Já no início do álbum a gente dá de cara com Craving que mostra exatamente a mistura de estilos que comentei logo acima. Nesse ponto temos um indie rock super presente entregando pra gente uma batida da bateria e uma guitarra que só deixam a música mais empolgante do que já é.

Hold Back The River e Let It Go vem logo na sequência com o feijão com arroz típico de uma mais animada e uma bem lentinha para dar uma quebrada, mas que incrivelmente não sou como qualquer coisa. Escolhas obviamente acertadas como single que levaram o cantor a um novo patamar.

A quarta faixa do álbum, If You Ever Want To Be In Love, serviria incrivelmente para algum seriado e com alguns ajustes entraria sem esforço em um álbum de uma boy band inglesa tal como One Direction. Indie pop clássico que prepara a gente para a quinta e melhor faixa do álbum na minha opinião.

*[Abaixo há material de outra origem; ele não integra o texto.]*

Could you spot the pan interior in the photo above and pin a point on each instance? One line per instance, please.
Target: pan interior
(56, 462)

Best Fake Smile ganha o cargo de mais importante faixa do álbum porque não consigo distinguir em qual estilo ela se encaixa mais. Tem pandeirinho, tem palminhas, tem guitarra e eu fico perdido. Além disso, ela traz de volta a animação do álbum que começou ali em Craving e Hold Back The River.

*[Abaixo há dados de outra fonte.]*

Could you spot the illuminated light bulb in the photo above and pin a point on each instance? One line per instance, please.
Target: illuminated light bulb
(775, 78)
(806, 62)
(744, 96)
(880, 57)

Passando pela indie rock & apaixonante When We Were On Fire, a gente chega em Move Together, faixa que tem uma grande importância. Foi por causa dessa música que James Bay ganhou seu contrato com uma gravadora quando uma pessoa gravou sua performance em um pub londrido e alguem na Universal Music viu e foi atrás.

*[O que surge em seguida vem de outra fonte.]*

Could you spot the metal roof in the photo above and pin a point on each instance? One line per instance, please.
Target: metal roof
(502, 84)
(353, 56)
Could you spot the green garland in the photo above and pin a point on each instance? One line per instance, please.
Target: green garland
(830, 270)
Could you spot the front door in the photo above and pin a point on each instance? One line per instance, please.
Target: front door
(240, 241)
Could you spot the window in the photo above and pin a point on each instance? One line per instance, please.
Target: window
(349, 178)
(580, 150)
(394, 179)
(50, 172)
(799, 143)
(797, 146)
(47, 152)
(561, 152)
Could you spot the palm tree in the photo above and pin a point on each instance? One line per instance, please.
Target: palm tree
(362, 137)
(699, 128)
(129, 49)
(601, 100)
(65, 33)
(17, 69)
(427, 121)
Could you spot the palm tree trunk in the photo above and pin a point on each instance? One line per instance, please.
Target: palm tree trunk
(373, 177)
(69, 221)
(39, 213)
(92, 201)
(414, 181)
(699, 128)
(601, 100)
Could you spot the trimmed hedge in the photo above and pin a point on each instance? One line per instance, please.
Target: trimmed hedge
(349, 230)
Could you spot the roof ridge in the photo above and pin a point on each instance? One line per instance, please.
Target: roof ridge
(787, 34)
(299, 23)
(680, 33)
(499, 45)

Scars, a próxima faixa do álbum, é quase igual a anterior, mas se torna pra mim a faixa que menos se encaixa no material como um todo. Poderia muito bem dar espaço a Stealing Cars que faz parte da versão Deluxe do álbum e é também uma ótima balada assim como Clocks Go Forward e Running, que também fazem parte da versão mais completa do debut.

Nessa altura póde até ser uma loucura minha, mas como o material foi gravado um estúdio em Nashville, eu as vezes consigo ler algumas coisas com um toque BEM LEVE de country, como é o caso da ótima Collide que está aí em terceiro lugar das melhores faixas do álbum atrás de Best Fake Smile e Hold Back The River.

Já chegando no fim do álbum a gente se depara com Get Out While You Can que também dá aquela misturada boa e você não sabe se está ouvindo pop, rock ou um indie. Há também as duas últimas baladas e faixas do álbuns. Need The Sun To Break (com um ótimo refrão) e a “qualquer coisa” Incomplete.

James Bay segue claramente os passos de seus ídolos Bruce Springsteen e Michael Jackson que sempre apresentaram grandes hinos e ótimas baladas. Termino a review com uma frase do próprio cantor para a Teen Vogue que traduz muito o que é Chaos and The Calm: “[…] Um enorme show numa pequena balada.”